Earlier this year, U.S. Senate Banking Committee Ranking Member Pat Toomey (R-Pa.), proposed a looser draft bill called the Stablecoin TRUST Act that would create a new license for stablecoin issuers or maintain their status as a money transmitter business, doing away with the bank-like licensing scheme.
Stablecoins are used to buy other digital assets on cryptocurrency exchanges like Binance and Coinbase.
Lawmakers unable to finish bill
The delay potentially pushes the bill to sometime in Sep. 2022, after Congress’s late-summer recess. The bill leans heavily on the outcome of negotiations between Waters and McHenry. Lawmakers and employees burnt the midnight oil over the weekend but failed to complete the draft by Monday, July 25, 2022, with some critical issues still to negotiate.

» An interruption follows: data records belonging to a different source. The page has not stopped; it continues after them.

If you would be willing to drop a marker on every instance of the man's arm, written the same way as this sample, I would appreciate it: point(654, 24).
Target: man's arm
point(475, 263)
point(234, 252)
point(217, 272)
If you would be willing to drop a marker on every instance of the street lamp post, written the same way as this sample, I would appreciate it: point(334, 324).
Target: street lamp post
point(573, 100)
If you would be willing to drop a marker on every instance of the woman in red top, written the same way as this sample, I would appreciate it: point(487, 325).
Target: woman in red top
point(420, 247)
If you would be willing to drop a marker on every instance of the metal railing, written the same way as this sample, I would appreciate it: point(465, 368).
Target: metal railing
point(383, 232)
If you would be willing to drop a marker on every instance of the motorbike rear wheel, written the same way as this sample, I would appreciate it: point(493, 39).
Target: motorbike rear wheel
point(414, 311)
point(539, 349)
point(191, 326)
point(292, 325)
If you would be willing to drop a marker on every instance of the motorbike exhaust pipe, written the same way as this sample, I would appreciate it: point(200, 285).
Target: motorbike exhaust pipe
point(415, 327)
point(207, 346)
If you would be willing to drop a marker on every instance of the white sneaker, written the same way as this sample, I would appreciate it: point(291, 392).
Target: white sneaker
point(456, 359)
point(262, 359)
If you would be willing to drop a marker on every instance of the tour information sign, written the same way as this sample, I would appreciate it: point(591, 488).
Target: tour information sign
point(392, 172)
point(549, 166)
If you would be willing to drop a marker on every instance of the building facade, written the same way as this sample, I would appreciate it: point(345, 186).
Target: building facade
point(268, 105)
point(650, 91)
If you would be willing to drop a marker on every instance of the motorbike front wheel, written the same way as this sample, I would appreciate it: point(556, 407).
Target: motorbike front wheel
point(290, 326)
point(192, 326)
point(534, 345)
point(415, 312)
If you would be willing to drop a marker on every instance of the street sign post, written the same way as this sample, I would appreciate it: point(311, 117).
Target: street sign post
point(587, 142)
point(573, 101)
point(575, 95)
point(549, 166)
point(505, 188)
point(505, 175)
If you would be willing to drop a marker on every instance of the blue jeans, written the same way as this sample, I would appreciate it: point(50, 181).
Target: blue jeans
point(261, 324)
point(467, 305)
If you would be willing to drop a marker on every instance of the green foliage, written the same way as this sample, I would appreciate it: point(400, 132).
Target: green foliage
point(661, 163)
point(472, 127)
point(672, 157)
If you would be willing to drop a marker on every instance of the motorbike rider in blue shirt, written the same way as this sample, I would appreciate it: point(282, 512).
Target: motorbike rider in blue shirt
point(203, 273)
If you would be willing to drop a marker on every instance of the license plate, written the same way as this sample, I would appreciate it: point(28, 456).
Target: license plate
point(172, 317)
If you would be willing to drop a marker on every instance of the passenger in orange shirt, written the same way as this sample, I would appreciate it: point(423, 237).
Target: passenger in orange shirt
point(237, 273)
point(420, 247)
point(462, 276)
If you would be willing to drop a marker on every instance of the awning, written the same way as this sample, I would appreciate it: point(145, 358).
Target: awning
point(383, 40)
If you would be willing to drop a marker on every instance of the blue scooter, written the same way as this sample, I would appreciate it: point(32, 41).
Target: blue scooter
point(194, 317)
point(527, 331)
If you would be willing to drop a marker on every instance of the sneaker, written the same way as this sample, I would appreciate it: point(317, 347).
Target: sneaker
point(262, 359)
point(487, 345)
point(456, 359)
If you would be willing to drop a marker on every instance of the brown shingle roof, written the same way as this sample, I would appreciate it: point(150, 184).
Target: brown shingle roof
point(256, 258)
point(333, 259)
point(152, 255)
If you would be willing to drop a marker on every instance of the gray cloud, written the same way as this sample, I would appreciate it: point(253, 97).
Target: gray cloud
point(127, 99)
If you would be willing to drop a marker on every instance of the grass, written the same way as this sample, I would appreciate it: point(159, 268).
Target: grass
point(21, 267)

Among the issues are standards for custodial wallets, for which the Treasury had intensely lobbied. Treasury had also assisted with the overall bill. However, as revealed in a recent call between Waters and Treasury Secretary Janet Yellen, Yellen did not give the thumbs up as she had yet to get in touch with the White House.
Terra and Tether cause lawmakers sleepless nights
The bill has taken on a new urgency after the collapse of the TerraUSD algorithmic stablecoin in May and the brief de-pegging of the Tether (USDT) stablecoin. Lawmakers now worry about the potential for a bank-run scenario where investors who are wary of stablecoin issuers’ ability to provide one dollar for every minted coin redeem their tokens en masse, forcing stablecoin issuers to liquidate reserves. Stablecoins are supposed to be backed one-to-one by liquid reserves, ready for honoring redemptions.
Toomey’s draft bill would protect consumers by compelling issuers to reveal the assets backing a stablecoin, have clear redemption policies, and conduct attestations by accounting firms.
The new House bill would impose federal supervision on stablecoin issuers, including a minimum capital requirement and liquidity standards as a safety measure.
But the delay could assuage concerns presented by lobby groups and certain regulators, which feel that drafting the bill has moved too fast without consultation from key industry stakeholders. For example, The Independent Community Bankers of America has pushed for a delay, and so has the Securities and Exchange Commission.
On the flip side, the Treasury-led Biden panel said that it would assign the gauging of risks to the broader financial system to the Financial Stability Oversight Council (FSOC) if Congress didn’t act.